It has taken me over a decade to be back to the Jessica I once was prior to brain surgery and chronic pain. I was with one of my closest friends when this picture was taken just a few days ago. She did not know me when I had brain surgery, nor did she know me during my darkest hours of chronic pain. She did not know I even had chronic pain but we became close enough friends over two years that she knew there was something more to me than just depression and anxiety. I remember one day getting angry with her via text (texting is sometimes the worst way to talk) I was angry at myself and taking it out on her. I was so beyond depressed due to my chronic pain and once again looking for the non existent cure to chronic pain that I was a mess. She very sweetly texted me that I should talk to my doctor about changing my medicine for depression. She didn’t know I was going to doctors regarding chronic pain because she didn’t know about my chronic pain. Her text came from a good place but I was sooooo angry with myself for going back to medicine for chronic pain and looking to endless amounts of doctors for help with my pain that I took my anger out on her.
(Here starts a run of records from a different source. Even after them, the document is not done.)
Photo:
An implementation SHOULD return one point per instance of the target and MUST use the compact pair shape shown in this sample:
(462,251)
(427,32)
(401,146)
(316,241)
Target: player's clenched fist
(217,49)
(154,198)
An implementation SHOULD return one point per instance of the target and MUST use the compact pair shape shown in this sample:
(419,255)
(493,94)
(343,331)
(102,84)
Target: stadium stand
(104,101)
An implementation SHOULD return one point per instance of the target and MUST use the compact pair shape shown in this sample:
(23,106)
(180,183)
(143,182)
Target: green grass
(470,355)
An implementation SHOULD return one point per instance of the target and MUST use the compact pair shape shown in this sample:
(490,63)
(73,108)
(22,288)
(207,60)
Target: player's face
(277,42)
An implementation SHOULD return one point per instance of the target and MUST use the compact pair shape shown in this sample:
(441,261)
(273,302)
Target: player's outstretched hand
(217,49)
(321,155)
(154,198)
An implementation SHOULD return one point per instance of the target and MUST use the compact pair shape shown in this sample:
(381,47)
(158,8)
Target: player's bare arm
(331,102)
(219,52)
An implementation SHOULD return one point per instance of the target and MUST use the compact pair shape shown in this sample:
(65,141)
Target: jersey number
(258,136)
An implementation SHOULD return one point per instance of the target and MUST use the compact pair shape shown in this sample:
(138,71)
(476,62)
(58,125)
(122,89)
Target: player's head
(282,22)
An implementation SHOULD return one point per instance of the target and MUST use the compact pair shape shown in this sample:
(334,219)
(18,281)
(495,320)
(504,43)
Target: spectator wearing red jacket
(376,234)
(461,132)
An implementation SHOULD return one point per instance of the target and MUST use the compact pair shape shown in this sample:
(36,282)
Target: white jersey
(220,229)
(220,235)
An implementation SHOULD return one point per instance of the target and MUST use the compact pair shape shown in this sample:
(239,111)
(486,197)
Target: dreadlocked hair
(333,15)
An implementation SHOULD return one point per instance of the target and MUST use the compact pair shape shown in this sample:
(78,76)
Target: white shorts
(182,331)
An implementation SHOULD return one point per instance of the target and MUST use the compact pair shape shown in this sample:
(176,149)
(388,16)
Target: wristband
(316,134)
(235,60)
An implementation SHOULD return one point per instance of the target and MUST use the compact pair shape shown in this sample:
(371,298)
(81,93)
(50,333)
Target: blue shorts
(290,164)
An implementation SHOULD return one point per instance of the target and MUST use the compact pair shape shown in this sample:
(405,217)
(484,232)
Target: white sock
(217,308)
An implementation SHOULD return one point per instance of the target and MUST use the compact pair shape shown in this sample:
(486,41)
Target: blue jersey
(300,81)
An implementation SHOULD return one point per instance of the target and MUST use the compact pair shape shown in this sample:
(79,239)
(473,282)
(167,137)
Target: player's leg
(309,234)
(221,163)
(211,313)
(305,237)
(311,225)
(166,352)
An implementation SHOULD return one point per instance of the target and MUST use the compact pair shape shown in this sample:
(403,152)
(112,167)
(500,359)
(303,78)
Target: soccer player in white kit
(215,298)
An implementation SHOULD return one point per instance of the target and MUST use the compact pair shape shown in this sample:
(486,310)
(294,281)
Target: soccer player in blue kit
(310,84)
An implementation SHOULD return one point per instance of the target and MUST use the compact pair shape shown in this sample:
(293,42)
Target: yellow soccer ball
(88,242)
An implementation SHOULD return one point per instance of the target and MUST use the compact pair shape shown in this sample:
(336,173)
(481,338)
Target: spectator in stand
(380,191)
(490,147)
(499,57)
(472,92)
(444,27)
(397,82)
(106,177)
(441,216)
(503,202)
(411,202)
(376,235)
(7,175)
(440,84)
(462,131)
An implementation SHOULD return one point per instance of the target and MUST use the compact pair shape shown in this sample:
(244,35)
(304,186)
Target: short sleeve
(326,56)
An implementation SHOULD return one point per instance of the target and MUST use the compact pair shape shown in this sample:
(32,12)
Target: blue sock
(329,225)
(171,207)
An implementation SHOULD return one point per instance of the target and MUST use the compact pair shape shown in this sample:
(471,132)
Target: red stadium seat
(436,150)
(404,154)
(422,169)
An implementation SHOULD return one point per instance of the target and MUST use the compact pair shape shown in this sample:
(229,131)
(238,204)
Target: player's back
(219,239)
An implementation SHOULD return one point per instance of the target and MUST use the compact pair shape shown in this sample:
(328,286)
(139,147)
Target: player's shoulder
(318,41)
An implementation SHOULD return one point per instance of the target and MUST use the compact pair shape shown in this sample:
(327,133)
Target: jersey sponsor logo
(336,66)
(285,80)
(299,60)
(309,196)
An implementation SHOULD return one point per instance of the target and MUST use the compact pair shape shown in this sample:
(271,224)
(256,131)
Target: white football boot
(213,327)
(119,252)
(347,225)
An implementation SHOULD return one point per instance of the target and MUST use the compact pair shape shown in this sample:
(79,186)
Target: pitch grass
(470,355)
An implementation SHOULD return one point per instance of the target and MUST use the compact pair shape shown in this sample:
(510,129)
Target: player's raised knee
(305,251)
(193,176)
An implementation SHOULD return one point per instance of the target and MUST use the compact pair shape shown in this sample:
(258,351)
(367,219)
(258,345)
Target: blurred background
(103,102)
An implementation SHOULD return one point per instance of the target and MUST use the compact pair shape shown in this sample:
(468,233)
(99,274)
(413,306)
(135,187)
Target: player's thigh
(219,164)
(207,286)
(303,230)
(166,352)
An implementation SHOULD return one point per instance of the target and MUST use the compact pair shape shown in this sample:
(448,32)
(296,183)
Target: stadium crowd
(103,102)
I did not know this person has been following my blog. It made me realize even more what a great friend she is. You know who you are, obviously. She is amazing. She reads my blog and obviously knows now the depths of my chronic pain and what I have been through but also knows I do not want to talk about it. She never brings it up and she is the closest friend I have in New Jersey. I was scared at first to start writing this blog because I knew I was going to be brutally honest and there are things in my past I am not proud of and I have had a very difficult journey with my chronic pain. Our friendship has only gotten stronger. She also knows she can tell me anything and I will never judge her (as I do not judge anyone…. I am in no place to judge anyone in this world!) and she knows I will always be there for her because I truly do love her and her family.
It is an amazing feeling to be off any medications for pain and be able to be silly and have fun on the monkey bars with one of my best friends and our children.